Research informed by intersectionality can also be done using a limited and very specific sample, as long as you are honest about it. In fact, specificity can be a strength. Imagine you want to study a local women’s yoga group, and find that it’s exclusively white and middle class. If approached in an intersectional way, this could add depth to your research: you could explore how gender intersects with whiteness and class privilege in the specific yoga group you are studying. You could set the experiences of your participants against those of more marginalised women using any available literature: in the absence of a more diverse sample, this can add depth to your research as well.
Following on from this, when you derive conclusions from your data make sure they aren’t over-generalised and they are appropriate to your sample. In the project on the women’s yoga group, for example, you shouldn’t be making claims about ‘women’s yoga’ in general, but much more precise points about this particular white, middle class community of practice. This doesn’t preclude raising broader questions or linking your work to more general themes: for instance, the relationships between whiteness, class privilege and the appropriation of Eastern practices in the West, and the historical and geopolitical contexts for this. But you must be clear on what your dataset confirms, what is interpretation and what needs to be left unanswered for now.

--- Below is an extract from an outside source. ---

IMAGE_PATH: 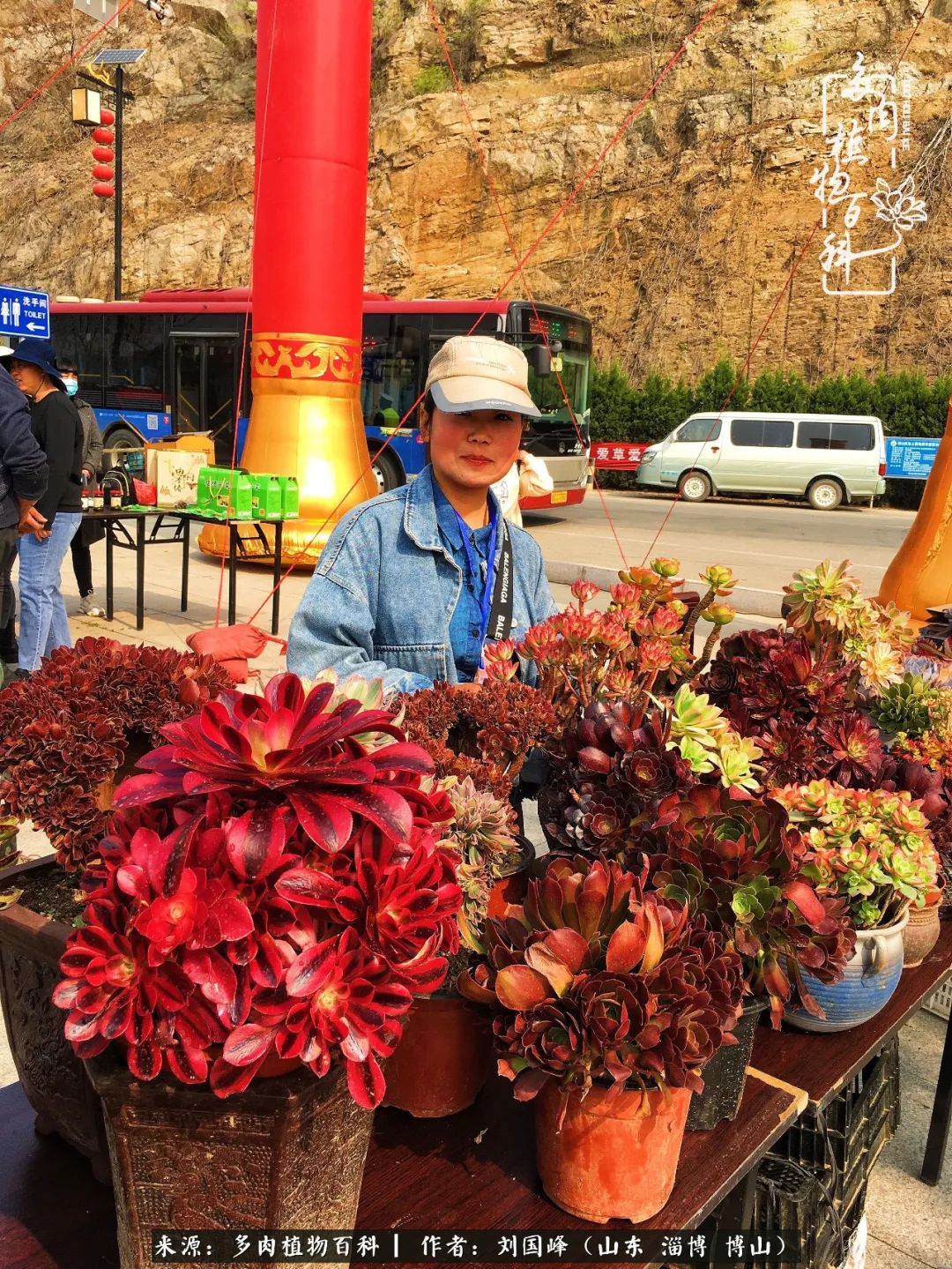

You should also make sure you’re not just generalising about your sample when there’s differentiation within it. Imagine you’re researching with a small group of sex workers, many of whom have negative experiences of mainstream support services. You could derive legitimate conclusions here about sex worker stigma and judgment in the statutory and third sectors. But an intersectional approach would require you to dig a little deeper. It might become apparent that the sex workers reporting the worst experiences are sex workers who use drugs, for instance. Or trans sex workers (or people who fit both these categories). This would require you to ask additional questions about transphobia and stigma around drug use, and how these dynamics might also be at play.
After doing all the above, you may end up feeling completely confused and as though you’re unable to say anything at all. Congratulations! You have started to do more intersectional research. The challenge for us all is how to hold on to the complexities of social life with its multiple dynamics of privilege and marginality, while constructing research narratives that are engaging and intelligible. You will never, ever see the finished picture: but if you are lucky, you will get to be part of the process of finding a piece.